Building a Prometheus Remote Write Exporter for the OpenTelemetry Python SDK
In this post, AWS intern engineers Azfaar Qureshi and Shovnik Bhattacharya talk about their experience building the OpenTelemetry Prometheus Remote Write Exporter for Python. They share their experiences in tackling challenges they faced while building this tool, which is used for sending metrics to Prometheus protocol-based service endpoints.
As software deployments become increasingly more complex, the ability to better understand our applications and infrastructure also becomes vitally important. This ability can be achieved through observability, which deals with understanding the internal state of a system based on its external outputs. This process goes beyond just simple monitoring. Whereas monitoring allows us to view the overall health of our systems, observability provides us the granular high-fidelity data required to gain an in-depth understanding of our systems.
Prometheus is one such open source observability tool focused on the collection of metrics data. Since its launch, Prometheus has become extremely popular and has seen widespread adoption in the industry. However, because Prometheus has its own data exposition format, it often locks users into its ecosystem, preventing them from working with other observability services that are available. This need for flexibility and cross-compatibility within the observability space is what sparked the creation of the open source OpenTelemetry project.

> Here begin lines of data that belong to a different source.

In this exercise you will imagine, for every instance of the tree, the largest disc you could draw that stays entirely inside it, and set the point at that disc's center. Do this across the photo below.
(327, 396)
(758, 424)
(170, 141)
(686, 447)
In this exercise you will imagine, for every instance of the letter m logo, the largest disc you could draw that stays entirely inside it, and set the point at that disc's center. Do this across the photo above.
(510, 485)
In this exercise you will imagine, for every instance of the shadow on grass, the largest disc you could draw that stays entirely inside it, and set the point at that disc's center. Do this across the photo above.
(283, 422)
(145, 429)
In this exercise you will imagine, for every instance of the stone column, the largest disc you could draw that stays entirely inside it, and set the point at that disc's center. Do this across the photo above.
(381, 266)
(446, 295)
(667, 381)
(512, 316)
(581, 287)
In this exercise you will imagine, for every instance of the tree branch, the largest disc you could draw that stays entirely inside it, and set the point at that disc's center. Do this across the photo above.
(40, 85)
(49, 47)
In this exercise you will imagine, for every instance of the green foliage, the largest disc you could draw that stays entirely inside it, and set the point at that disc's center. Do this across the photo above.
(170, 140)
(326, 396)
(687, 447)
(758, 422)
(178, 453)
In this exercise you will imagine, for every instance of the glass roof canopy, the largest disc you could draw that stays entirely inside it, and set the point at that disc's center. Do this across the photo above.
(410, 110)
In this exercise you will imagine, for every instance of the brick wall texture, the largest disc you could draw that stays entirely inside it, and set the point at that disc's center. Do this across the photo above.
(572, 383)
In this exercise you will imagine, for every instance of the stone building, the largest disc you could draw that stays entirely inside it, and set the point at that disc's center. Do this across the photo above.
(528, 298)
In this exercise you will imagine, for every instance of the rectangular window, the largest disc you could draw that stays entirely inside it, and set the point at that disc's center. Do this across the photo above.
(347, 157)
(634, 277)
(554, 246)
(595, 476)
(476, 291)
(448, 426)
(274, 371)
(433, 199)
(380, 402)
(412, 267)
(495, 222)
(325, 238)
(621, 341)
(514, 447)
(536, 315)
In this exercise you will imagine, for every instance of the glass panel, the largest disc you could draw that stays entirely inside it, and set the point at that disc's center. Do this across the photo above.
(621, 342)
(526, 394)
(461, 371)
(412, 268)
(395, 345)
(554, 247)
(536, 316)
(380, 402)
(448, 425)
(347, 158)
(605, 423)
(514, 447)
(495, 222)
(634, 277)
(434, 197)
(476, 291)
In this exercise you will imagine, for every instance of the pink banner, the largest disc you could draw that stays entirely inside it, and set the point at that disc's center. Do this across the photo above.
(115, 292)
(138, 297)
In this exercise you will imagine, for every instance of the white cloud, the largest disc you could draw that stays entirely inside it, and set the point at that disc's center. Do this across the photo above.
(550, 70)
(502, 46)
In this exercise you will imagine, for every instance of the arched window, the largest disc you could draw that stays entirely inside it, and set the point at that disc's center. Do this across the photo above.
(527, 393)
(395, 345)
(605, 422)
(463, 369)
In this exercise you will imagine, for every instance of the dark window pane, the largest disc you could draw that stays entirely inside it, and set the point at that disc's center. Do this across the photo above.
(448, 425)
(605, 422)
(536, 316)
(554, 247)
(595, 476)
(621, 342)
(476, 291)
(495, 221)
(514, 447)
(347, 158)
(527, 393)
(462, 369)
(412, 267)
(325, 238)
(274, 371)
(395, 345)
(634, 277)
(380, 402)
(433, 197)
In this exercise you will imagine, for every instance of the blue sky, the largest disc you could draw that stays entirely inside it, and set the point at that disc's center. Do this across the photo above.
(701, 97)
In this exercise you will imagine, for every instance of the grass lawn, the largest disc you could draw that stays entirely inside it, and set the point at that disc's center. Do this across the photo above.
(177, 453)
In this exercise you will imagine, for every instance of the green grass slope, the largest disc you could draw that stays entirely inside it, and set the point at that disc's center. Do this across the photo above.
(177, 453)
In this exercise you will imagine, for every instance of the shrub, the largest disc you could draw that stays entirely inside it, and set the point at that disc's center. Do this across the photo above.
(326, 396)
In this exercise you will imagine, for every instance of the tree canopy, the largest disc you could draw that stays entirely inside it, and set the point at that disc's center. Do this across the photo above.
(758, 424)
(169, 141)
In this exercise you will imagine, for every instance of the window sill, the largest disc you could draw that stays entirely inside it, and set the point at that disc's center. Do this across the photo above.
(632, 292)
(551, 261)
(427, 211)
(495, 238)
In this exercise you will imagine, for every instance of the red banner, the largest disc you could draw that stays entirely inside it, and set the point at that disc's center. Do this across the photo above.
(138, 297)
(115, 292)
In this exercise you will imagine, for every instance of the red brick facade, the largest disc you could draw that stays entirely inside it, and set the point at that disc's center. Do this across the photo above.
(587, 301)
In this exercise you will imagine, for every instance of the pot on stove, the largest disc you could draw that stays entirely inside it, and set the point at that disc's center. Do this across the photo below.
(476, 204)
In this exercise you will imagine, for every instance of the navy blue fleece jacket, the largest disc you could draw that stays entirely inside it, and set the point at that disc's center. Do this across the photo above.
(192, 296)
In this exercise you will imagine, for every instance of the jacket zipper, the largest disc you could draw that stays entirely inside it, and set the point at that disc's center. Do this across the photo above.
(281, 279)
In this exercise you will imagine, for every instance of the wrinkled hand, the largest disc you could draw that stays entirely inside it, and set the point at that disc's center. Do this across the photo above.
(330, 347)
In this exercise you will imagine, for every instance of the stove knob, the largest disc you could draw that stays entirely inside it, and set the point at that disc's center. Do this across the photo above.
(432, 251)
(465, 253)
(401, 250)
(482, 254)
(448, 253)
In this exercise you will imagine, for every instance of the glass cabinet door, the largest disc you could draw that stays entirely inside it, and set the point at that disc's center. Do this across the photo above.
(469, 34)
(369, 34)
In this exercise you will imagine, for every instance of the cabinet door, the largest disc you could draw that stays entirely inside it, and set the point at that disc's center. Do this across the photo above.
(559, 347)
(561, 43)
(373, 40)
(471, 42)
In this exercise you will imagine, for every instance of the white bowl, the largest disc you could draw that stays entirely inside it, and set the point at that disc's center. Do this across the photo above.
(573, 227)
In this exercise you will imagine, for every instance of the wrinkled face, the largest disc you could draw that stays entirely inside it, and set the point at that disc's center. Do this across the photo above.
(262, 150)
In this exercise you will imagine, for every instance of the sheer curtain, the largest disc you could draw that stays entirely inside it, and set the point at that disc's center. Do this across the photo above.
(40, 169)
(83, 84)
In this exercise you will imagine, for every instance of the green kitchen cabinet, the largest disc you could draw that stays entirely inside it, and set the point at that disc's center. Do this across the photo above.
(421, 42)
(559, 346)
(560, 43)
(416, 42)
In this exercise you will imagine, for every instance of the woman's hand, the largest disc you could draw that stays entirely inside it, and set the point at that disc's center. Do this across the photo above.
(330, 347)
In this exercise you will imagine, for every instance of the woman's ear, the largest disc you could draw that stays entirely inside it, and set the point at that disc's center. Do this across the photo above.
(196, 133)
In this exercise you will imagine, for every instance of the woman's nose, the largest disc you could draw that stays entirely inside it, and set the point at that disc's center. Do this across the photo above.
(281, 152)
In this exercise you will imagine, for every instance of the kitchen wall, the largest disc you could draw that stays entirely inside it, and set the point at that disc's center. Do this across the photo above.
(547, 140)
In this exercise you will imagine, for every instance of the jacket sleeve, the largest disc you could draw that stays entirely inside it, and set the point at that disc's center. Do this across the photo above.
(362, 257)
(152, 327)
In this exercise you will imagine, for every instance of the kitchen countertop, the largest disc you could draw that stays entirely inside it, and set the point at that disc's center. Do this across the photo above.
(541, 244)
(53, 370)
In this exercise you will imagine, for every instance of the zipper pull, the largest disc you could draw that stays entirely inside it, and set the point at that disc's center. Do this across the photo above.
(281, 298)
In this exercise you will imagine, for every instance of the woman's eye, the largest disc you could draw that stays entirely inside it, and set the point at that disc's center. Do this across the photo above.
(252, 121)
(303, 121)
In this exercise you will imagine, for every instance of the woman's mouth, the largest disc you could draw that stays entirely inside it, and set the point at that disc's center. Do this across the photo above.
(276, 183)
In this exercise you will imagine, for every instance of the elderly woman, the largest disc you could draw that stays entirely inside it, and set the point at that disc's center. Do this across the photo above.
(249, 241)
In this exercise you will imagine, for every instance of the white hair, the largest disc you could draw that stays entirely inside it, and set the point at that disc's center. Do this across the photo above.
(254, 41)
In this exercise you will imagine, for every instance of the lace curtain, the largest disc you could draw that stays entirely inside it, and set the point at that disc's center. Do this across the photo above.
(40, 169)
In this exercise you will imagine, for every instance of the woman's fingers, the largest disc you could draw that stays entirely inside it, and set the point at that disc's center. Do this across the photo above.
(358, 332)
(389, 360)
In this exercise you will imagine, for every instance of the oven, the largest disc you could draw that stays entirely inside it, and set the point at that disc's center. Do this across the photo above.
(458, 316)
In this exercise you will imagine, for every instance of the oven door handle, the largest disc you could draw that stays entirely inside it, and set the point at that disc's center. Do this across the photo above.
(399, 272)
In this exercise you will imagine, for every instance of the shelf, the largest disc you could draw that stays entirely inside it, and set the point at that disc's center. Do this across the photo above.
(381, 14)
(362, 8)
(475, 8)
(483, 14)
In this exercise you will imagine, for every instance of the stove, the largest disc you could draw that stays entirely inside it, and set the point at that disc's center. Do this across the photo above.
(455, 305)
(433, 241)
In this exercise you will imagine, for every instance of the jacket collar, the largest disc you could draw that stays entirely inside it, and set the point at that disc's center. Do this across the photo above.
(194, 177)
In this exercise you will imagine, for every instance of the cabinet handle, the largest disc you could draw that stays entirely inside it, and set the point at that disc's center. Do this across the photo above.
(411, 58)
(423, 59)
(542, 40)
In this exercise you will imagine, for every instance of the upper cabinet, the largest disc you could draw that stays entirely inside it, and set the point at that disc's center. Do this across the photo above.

OpenTelemetry aims to create a new vendor-agnostic, open standard for telemetry data, eliminating vendor lock-in and providing developers with complete freedom to set up their observability pipelines however they wish. The OpenTelemetry project is part of the Cloud Native Computing Foundation (CNCF) and is the second most popular project after Kubernetes. Many of the major players in the observability space (including Amazon Web Services [AWS], Google, Microsoft, Splunk, DataDog, New Relic, and Dynatrace) collaborate on OpenTelemetry.
To facilitate widespread adoption of OpenTelemetry, the project recognizes the need for full compatibility with Prometheus so that its users can have a seamless transition into instrumenting their apps with OpenTelemetry. This is where our project, and the subject of this blog post, fits in. We created a Prometheus Remote Write (RW) Exporter in the OpenTelemery Python SDK to allow users to export metrics to their existing RW integrated back ends, such as Cortex, Thanos, and InfluxDB. With our RW exporter, users can use the Python SDK to push metrics straight to their back end without needing to run a middle-tier service.
Before our project, two distinct pipelines existed for exporting OpenTelemetry Protocol (OTLP) metrics to a RW-integrated back end.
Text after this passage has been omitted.